Application of Probability Theory in Business Decision Making
Most every business decision you make relates to some aspect of probability. While your focus is on formulas and statistical calculations used to define probability, underneath these lie basic concepts that determine whether — and how much — event interactions affect probability. Together, statistical calculations and probability concepts allow you to make good business decisions, even in times of uncertainty.
About Probability, Statistics and Chance
Probability concepts are abstract ideas used to identify the degree of risk a business decision involves. In determining probability, risk is the degree to which a potential outcome differs from a benchmark expectation. You can base probability calculations on a random or full data sample. For example, consumer demand forecasts commonly use a random sampling from the target market population. However, when you’re making a purchasing decision based solely on cost, the full cost of each item determines which comes the closest to matching your cost expectation.
The concept of mutually exclusivity applies if the occurrence of one event prohibits the occurrence of another event. For example, assume you have two tasks on your to-do list. Both tasks are due today and both will take the entire day to complete. Whichever task you choose to complete means the other will remain incomplete. These two tasks can’t have the same outcome. Thus, these tasks are mutually exclusive.
A second concept refers to the impact two separate events have on each other. Dependent events are those in which the occurrence of one event affects — but doesn’t prevent — the probability of the other occurring. For example, assume a five-year goal is to purchase a new building and pay the full purchase price in cash. The expected funding source is investment returns from excess sales revenue investments. The probability of the purchase happening within the five-year period depends on whether sales revenues meet projected expectations. This makes these dependent events.
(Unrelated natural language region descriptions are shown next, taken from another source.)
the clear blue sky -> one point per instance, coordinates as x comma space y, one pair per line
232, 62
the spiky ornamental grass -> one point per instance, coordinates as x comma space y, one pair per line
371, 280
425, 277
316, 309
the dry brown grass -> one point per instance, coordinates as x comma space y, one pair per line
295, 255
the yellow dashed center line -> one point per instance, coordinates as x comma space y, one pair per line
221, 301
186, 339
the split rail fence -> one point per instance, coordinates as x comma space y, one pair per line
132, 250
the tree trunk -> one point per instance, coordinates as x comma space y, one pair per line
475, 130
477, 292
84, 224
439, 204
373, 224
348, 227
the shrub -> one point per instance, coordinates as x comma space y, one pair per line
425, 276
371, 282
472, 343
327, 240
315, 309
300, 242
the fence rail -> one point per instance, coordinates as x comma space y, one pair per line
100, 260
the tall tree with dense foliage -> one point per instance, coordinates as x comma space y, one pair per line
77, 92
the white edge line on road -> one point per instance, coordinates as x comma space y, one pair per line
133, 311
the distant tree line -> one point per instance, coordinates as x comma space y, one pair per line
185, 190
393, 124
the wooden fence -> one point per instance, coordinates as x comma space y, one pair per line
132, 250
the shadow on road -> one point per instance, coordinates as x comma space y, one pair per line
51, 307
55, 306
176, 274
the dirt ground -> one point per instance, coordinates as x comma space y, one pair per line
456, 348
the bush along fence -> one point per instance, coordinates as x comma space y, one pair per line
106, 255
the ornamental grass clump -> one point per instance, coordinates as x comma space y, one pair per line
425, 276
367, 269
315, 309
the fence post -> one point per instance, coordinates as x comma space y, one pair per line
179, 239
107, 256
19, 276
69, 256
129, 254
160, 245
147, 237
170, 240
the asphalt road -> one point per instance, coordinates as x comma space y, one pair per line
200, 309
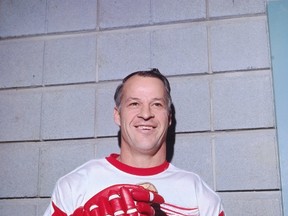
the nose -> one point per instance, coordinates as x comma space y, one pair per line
146, 112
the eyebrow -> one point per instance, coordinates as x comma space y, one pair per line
139, 99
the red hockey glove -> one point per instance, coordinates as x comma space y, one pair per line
121, 200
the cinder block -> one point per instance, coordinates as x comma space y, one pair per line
21, 63
18, 170
219, 8
180, 50
246, 161
243, 101
171, 10
194, 153
66, 15
68, 113
70, 60
20, 115
22, 18
252, 203
123, 13
191, 99
105, 146
239, 45
105, 125
59, 158
122, 53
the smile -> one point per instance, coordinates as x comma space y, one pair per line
145, 127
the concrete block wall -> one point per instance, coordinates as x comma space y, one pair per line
62, 60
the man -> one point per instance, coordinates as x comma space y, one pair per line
139, 180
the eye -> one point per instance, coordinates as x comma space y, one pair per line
133, 104
158, 104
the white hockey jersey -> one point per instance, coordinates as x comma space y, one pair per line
184, 192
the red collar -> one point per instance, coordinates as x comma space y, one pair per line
112, 159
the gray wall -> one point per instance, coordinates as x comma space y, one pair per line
60, 64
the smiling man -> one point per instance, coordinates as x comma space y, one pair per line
139, 181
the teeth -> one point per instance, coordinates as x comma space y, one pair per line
145, 127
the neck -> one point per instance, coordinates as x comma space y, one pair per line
140, 160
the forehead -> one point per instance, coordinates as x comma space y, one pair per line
142, 84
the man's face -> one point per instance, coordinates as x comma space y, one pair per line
143, 117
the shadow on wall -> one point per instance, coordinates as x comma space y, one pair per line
170, 140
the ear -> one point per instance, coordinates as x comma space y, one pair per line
117, 116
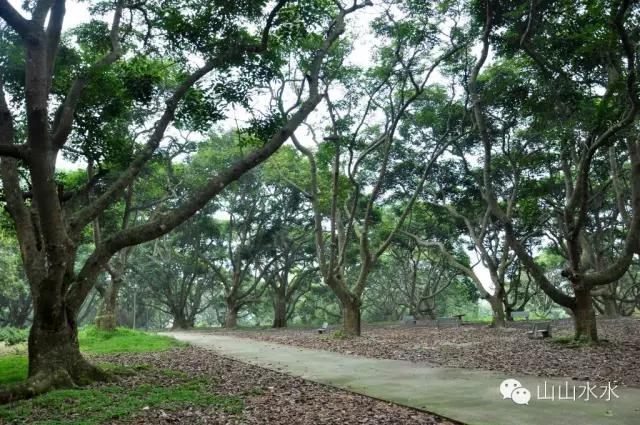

Interdependent events are those in which the occurrence of one event has no effect of the probability of another event. For example, assume consumer demand for hairbrushes is falling to an all-time low. The concept of interdependence says that declining demand for hairbrushes and the probability that demand for shampoo will also decline share no relationship. In the same way, if you intend to purchase a new building by investing personal funds instead of relying on investment returns from excess sales revenues, the purchase of a new building and sales revenues share no relationship. Thus, these are now interdependent events.